State Rep. Bailey is hopeful that GOP caucus' 'backbone' is stronger now than it was in 2017
Darren Bailey finds hope in all the chaos now surrounding Gov. J.B. Pritzker’s proposed graduated income tax hike.
“You can’t help but think with the trouble he’s having getting support for this that people are waking up,” Bailey told SE Illinois News. “To tell you the truth, it’s just more smoke and mirrors at a time when Illinois needs real leadership.”
Bailey, the newly elected state representative in the 109th District, joins a growing chorus of critics now publicly voicing their displeasure with the plan. After a detailed analysis, government watchdog website Wirepoints recently blasted it as a deceitful plan intended to trick overburdened taxpayers out of even more of their hard-earned money.
While supporters have heralded the plan as one that will help the state overcome its financial struggles by reducing property taxes, addressing pension debt and generating additional funding for various programs, Wirepoints reported that the data indicates otherwise. As part of its analysis, Wirepoints pegs the state’s “true hole” as high as $19 billion, or more than six times higher than the $3.2 billion debt estimate offered up as fact by Pritzker and his supporters.
“The new revenue would barely dent our problems and only further enrage the Illinoisans who are already fed up and ready to leave,” the group posted online.
Through it all, Bailey said he thinks it is imperative that Republicans stick together in honoring their vow to protect taxpayers and not have a repeat of 2017 when roughly one-third of the GOP caucus crossed over to support the largest tax hike in state history.
"Í believe we will [stick together], and if we don’t there will be serious trouble” Bailey said. “I for one will be there to demand it. Beyond that, I think people have wised up. I think they were made promises back then and sold a bill of goods.
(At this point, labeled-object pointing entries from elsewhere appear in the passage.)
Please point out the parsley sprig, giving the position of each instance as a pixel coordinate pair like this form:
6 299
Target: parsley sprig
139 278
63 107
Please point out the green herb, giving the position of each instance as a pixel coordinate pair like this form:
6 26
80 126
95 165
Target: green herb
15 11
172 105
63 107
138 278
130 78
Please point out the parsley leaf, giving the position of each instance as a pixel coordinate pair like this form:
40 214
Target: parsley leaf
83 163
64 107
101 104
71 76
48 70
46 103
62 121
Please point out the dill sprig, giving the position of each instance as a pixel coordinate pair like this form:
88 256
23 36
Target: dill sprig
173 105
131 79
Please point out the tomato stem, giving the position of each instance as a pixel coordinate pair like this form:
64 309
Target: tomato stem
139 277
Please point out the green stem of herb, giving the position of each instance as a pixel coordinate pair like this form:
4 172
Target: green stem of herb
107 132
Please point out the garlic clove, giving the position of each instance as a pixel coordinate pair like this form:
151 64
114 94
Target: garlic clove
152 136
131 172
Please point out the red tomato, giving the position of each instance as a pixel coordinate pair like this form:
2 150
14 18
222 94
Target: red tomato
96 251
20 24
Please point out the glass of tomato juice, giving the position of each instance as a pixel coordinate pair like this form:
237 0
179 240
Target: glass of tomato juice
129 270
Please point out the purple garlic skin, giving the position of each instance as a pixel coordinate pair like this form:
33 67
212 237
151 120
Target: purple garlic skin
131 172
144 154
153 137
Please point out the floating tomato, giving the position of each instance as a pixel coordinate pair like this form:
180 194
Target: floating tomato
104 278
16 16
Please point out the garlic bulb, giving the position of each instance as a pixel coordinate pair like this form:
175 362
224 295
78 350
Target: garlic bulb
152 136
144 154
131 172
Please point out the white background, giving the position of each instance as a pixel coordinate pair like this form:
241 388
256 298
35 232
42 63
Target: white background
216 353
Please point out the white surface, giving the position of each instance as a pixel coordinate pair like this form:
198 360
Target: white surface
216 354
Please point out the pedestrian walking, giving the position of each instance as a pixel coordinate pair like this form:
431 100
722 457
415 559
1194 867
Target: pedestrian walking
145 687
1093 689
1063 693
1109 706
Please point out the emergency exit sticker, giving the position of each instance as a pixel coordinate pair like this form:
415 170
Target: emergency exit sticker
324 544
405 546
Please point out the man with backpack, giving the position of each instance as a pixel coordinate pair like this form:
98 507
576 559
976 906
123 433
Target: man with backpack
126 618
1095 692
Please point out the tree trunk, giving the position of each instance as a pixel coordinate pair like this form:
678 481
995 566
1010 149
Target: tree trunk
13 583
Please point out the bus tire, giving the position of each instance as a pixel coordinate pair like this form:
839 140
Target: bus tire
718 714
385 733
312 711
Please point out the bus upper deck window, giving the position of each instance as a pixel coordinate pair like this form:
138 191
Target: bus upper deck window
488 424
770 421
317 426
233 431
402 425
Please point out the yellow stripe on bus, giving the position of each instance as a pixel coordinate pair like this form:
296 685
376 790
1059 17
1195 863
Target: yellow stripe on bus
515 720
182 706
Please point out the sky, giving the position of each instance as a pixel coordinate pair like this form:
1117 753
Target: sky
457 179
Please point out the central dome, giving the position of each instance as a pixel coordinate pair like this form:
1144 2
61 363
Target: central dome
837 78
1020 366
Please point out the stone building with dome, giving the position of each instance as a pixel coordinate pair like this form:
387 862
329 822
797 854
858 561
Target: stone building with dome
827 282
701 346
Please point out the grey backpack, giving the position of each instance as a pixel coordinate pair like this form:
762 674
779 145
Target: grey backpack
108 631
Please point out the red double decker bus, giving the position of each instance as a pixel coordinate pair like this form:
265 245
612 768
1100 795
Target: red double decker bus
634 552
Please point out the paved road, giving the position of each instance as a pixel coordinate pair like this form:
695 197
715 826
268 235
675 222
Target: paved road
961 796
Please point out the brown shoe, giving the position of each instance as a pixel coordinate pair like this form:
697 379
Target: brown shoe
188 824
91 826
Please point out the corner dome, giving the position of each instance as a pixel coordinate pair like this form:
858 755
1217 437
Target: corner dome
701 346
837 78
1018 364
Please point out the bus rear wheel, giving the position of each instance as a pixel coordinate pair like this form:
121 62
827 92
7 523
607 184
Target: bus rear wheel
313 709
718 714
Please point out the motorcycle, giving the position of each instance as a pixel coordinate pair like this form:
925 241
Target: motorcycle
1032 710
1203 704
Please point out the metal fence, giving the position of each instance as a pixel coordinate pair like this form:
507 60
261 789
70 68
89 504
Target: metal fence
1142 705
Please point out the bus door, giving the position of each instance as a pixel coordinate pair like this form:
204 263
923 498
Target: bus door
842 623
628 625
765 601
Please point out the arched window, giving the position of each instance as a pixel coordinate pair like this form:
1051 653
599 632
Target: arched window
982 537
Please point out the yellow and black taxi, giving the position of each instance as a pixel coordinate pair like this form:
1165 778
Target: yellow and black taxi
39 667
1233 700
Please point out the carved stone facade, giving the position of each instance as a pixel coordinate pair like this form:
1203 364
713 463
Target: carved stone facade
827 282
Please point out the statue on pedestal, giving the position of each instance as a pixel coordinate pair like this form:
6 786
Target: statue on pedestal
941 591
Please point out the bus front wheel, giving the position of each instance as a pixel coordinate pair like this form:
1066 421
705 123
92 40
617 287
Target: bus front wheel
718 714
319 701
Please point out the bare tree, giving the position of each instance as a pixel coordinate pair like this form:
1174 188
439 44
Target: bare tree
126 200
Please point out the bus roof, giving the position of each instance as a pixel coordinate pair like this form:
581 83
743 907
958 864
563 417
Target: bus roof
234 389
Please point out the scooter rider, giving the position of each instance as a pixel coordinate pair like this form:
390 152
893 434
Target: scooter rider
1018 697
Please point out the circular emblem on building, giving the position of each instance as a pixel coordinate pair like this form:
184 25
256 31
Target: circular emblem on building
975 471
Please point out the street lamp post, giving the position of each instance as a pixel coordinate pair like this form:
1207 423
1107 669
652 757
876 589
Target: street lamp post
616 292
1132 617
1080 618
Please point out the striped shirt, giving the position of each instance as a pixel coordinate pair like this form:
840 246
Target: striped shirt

The caucus was weak back then and now I think we have more backbone."
Still, given the importance of the moment and the state’s recent history. Bailey said he will be keeping a watchful eye.
“The votes will tell,” he said. “We’ve certainly talked about it, but I was a bit disappointed to see some Republicans cross over to vote in favor of a $40,000 minimum teacher salary deal. But to go as far as signing on with this graduated tax will not be tolerated by this caucus.”